1) is there any way to access the current step size of a simulation done in Simulink when a variable-step integrator is used? I would like to use this inside an m function and not for debugging purposes, i.e. I cannot use something like strace.
2) is there any flag that changes value when simulink moves between the different stages of the loop iteration when variable-step integrators are used? In particular, can I find out whether Simulink computes the model outputs or tries to determine the next step-size?
Thanks
> 1) is there any way to access the current step size of a simulation done in Simulink when a variable-step integrator is used? I would like to use this inside an m function and not for debugging purposes, i.e. I cannot use something like strace.

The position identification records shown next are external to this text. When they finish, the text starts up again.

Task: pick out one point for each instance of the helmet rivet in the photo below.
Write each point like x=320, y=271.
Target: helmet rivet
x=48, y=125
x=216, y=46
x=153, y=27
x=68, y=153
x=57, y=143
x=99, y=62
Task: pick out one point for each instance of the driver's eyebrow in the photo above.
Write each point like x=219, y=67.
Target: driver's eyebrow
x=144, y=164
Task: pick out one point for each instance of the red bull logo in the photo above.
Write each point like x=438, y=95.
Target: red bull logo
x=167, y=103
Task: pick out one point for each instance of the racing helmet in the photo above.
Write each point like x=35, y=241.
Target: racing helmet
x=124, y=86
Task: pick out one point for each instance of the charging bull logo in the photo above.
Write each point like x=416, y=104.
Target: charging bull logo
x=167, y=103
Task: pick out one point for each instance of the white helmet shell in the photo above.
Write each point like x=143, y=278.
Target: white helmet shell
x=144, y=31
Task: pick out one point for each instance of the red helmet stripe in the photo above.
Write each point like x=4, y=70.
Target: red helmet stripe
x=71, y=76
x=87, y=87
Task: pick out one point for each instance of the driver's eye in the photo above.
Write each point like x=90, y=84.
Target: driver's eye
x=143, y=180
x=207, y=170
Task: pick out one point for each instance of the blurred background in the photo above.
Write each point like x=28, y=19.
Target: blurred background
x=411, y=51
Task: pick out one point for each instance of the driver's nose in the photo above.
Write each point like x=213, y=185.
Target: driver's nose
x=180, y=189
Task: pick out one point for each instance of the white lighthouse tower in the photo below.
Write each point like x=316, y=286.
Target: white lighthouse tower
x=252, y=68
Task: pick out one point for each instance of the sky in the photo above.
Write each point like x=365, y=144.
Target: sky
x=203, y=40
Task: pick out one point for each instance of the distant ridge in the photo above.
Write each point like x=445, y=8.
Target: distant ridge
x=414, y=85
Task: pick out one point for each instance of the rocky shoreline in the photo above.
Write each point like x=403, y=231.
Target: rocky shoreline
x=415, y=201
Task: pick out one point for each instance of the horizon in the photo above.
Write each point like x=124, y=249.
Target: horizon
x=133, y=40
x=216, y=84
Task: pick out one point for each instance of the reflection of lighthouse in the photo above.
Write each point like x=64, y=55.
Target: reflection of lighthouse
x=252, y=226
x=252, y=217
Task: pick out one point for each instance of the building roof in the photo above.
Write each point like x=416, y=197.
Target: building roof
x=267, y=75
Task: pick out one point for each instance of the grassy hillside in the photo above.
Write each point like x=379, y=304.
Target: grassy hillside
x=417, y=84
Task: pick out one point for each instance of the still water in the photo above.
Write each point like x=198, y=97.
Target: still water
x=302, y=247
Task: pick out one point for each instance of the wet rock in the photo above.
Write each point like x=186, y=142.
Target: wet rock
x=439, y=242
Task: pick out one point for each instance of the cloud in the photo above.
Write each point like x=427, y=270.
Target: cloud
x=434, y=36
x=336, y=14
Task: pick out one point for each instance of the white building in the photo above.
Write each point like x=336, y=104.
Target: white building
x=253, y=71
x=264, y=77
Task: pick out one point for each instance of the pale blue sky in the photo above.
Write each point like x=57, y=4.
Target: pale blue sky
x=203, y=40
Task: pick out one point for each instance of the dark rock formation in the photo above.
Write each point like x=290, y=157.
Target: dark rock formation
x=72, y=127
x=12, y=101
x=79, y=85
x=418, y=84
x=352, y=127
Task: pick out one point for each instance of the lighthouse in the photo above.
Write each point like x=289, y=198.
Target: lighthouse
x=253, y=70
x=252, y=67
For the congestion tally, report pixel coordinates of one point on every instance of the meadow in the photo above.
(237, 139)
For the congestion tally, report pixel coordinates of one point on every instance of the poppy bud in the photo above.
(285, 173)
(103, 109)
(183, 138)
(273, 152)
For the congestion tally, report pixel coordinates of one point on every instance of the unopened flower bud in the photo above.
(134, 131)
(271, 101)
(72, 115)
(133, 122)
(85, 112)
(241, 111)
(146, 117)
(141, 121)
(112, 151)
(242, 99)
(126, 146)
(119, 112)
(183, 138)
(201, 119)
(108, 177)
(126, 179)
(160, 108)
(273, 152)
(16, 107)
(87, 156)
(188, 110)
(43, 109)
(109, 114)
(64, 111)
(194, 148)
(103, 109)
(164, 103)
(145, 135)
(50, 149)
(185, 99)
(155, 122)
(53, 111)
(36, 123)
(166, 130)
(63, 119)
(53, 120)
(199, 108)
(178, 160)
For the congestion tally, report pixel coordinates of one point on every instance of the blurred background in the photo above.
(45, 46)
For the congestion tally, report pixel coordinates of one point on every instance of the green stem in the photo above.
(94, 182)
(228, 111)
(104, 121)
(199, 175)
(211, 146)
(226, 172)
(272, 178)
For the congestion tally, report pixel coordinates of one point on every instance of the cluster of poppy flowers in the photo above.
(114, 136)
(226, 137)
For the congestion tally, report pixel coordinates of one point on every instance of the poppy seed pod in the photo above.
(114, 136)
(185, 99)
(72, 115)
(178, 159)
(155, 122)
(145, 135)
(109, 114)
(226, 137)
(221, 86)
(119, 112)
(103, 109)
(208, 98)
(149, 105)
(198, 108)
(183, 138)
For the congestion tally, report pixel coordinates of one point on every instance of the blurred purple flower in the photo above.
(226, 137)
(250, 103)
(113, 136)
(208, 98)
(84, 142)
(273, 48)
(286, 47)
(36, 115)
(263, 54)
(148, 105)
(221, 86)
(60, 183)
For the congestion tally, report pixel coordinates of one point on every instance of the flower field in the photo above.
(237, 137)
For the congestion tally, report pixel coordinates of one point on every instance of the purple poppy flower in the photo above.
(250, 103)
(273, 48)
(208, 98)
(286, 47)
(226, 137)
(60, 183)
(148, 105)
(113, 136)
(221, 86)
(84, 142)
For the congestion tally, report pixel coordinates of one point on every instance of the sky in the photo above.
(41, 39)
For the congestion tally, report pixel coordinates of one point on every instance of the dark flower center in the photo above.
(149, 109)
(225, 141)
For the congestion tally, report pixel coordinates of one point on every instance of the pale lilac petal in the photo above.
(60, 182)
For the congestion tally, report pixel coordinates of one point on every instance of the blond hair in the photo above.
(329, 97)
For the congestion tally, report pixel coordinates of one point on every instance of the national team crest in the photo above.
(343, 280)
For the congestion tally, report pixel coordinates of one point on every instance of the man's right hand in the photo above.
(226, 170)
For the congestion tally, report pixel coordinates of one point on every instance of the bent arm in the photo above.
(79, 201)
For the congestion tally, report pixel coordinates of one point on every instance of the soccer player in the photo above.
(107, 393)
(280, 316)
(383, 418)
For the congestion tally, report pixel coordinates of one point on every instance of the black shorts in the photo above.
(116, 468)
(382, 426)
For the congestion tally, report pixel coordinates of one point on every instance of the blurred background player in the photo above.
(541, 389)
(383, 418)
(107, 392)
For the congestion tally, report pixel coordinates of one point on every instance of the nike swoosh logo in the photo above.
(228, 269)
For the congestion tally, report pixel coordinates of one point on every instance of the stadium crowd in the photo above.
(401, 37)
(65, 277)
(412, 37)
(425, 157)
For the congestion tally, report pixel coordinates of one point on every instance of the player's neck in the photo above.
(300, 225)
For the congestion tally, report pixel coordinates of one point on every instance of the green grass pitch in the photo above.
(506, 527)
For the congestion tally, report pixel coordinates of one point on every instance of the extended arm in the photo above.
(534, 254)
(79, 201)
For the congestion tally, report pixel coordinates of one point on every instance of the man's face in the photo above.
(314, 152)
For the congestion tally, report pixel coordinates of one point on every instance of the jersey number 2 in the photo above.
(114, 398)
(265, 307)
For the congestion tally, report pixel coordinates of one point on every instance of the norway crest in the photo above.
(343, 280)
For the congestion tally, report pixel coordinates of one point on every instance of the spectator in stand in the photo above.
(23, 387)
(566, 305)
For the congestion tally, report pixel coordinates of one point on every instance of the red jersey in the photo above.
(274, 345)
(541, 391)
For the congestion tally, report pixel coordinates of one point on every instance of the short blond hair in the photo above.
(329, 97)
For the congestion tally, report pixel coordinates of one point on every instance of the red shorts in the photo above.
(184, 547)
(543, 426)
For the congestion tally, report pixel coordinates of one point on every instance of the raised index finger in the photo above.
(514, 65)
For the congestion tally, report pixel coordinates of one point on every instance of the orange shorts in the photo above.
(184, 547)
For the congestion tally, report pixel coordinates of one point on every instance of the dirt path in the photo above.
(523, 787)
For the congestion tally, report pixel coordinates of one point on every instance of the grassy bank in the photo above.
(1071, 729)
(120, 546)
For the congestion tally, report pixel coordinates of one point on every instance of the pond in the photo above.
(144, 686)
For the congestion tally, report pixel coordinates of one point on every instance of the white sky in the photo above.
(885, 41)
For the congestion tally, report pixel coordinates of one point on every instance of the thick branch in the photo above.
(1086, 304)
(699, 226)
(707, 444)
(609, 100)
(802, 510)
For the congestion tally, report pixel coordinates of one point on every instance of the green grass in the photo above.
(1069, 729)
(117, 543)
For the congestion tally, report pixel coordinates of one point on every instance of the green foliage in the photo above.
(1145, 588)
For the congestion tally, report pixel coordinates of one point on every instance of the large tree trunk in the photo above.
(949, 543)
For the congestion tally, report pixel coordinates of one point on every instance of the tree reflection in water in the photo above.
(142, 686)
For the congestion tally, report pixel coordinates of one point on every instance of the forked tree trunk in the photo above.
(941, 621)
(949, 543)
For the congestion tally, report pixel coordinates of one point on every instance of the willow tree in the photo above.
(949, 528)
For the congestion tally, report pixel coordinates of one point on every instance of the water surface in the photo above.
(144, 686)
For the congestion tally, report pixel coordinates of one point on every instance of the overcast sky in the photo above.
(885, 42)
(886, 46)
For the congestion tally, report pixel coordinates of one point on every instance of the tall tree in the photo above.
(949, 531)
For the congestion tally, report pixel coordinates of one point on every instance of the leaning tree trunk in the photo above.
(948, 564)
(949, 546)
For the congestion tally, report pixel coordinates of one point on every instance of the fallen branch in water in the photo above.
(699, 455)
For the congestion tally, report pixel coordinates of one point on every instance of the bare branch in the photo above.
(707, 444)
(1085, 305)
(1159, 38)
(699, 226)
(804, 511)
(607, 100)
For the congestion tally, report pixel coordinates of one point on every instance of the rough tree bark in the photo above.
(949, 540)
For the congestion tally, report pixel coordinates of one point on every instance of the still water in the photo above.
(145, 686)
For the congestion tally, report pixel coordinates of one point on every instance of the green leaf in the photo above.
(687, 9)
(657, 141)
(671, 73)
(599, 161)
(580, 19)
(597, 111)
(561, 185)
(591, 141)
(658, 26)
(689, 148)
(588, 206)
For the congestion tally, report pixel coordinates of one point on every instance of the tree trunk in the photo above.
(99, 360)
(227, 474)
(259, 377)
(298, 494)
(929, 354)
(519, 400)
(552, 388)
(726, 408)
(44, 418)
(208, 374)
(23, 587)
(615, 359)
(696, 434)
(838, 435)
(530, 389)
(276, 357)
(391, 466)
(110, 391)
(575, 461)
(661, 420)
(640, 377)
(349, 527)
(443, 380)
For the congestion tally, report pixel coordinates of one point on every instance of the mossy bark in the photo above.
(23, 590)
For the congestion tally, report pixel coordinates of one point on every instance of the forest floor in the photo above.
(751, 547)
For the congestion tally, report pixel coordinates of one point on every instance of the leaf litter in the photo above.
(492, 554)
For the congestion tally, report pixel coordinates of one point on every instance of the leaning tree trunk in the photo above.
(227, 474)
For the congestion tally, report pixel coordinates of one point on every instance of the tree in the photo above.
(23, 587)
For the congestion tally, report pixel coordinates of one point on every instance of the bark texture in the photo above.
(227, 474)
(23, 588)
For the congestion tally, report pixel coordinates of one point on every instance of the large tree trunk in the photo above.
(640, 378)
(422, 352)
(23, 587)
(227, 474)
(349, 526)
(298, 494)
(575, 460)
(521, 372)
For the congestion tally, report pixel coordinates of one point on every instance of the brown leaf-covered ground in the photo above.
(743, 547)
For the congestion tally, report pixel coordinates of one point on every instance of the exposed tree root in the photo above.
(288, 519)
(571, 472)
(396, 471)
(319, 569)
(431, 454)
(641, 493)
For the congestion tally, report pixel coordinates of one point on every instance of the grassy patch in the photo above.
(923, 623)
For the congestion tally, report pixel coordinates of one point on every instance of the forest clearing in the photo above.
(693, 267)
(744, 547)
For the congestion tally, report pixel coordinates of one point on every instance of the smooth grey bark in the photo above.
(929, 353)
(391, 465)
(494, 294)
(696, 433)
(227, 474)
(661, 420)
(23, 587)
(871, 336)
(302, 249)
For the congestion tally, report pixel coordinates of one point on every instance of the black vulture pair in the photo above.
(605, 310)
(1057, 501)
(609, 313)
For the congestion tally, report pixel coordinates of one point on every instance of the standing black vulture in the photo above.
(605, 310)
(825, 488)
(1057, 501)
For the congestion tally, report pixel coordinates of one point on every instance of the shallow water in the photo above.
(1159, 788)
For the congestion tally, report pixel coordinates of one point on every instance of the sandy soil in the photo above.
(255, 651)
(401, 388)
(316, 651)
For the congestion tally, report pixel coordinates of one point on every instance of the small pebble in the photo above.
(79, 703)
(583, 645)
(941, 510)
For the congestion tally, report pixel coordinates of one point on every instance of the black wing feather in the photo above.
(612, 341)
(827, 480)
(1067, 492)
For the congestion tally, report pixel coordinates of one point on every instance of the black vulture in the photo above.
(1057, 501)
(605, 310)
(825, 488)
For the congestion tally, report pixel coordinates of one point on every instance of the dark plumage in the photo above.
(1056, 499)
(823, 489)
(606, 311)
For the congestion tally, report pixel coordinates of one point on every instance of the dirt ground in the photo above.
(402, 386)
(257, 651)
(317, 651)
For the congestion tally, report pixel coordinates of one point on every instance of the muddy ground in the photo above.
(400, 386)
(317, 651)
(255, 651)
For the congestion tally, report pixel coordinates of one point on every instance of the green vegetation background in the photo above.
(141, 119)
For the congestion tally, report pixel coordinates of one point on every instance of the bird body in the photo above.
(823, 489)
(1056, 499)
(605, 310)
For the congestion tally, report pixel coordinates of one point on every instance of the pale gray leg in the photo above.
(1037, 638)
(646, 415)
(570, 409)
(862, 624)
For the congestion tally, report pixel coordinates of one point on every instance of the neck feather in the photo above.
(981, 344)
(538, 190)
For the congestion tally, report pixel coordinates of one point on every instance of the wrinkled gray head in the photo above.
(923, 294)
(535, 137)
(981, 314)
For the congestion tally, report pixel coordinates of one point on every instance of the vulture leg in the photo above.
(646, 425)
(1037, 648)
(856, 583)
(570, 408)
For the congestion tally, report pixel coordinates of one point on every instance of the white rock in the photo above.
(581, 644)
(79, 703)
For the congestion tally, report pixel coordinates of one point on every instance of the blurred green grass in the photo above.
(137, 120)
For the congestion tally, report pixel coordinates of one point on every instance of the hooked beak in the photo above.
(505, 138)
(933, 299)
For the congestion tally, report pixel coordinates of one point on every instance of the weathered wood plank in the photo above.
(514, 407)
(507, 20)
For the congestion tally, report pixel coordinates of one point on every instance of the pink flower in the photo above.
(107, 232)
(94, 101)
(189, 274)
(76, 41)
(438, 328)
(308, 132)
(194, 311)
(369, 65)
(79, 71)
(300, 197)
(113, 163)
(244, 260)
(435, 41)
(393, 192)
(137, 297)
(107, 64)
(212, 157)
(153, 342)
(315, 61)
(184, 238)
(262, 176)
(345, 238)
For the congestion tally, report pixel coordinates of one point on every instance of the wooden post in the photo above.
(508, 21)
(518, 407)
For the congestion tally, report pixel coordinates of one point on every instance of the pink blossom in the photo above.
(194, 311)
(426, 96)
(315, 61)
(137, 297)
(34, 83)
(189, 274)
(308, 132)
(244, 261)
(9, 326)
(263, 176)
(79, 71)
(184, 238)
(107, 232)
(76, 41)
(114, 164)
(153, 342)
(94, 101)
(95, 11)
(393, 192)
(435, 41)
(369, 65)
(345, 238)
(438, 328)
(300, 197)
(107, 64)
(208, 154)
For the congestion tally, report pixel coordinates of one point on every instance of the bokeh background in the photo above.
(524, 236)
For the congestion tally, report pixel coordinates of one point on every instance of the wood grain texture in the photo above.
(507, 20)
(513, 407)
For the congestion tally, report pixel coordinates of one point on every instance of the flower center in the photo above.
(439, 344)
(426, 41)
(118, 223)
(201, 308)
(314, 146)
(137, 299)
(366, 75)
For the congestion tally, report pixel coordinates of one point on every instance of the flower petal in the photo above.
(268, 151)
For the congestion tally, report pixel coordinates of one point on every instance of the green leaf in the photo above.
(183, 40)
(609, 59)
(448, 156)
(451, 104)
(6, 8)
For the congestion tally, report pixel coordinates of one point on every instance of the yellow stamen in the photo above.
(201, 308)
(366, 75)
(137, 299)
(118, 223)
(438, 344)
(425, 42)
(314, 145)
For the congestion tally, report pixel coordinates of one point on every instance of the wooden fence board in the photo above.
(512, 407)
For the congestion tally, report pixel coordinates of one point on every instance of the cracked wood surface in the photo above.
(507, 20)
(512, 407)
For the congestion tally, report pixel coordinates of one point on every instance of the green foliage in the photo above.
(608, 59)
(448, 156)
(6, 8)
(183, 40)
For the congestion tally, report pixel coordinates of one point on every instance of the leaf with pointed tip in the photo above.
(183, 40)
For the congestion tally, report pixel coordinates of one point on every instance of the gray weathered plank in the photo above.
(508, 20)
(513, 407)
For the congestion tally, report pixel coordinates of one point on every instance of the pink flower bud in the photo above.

Feeding the clock block into a memory block then taking the difference will tell you what the step size currently being evaluated is.
This could then be fed into your function as an input.
Of course that does you no good if you need to know the step size before any blocks get updated.
> 2) is there any flag that changes value when simulink moves between the different stages of the loop iteration when variable-step integrators are used? In particular, can I find out whether Simulink computes the model outputs or tries to determine the next step-size?
If you write an m-code S-Function rather than a straight MATLAB function (called from the MATLAB Function block) then yes, Simulink passes the block information on what it is currently doing (i.e. updating states, updating outputs, determining the next sample time).
However, that information is done on a block by block basis.
I don't believe there's a way to determine this information on a model wide basis.
Phil.
Phil,
you'll need an s-function - preferably a c-mex one - if you want to get hold of information related to the step-size management.
Check the simstruct content for the version you're running - see simstruct.h in <matlabroot>\simulink\include to get an idea of the whereabouts of parameters of interest.
Then the best way to familiarize yourself with the way the simulation works is to compile the s-function with extended debug info and run it, setp by step, in a debugger session.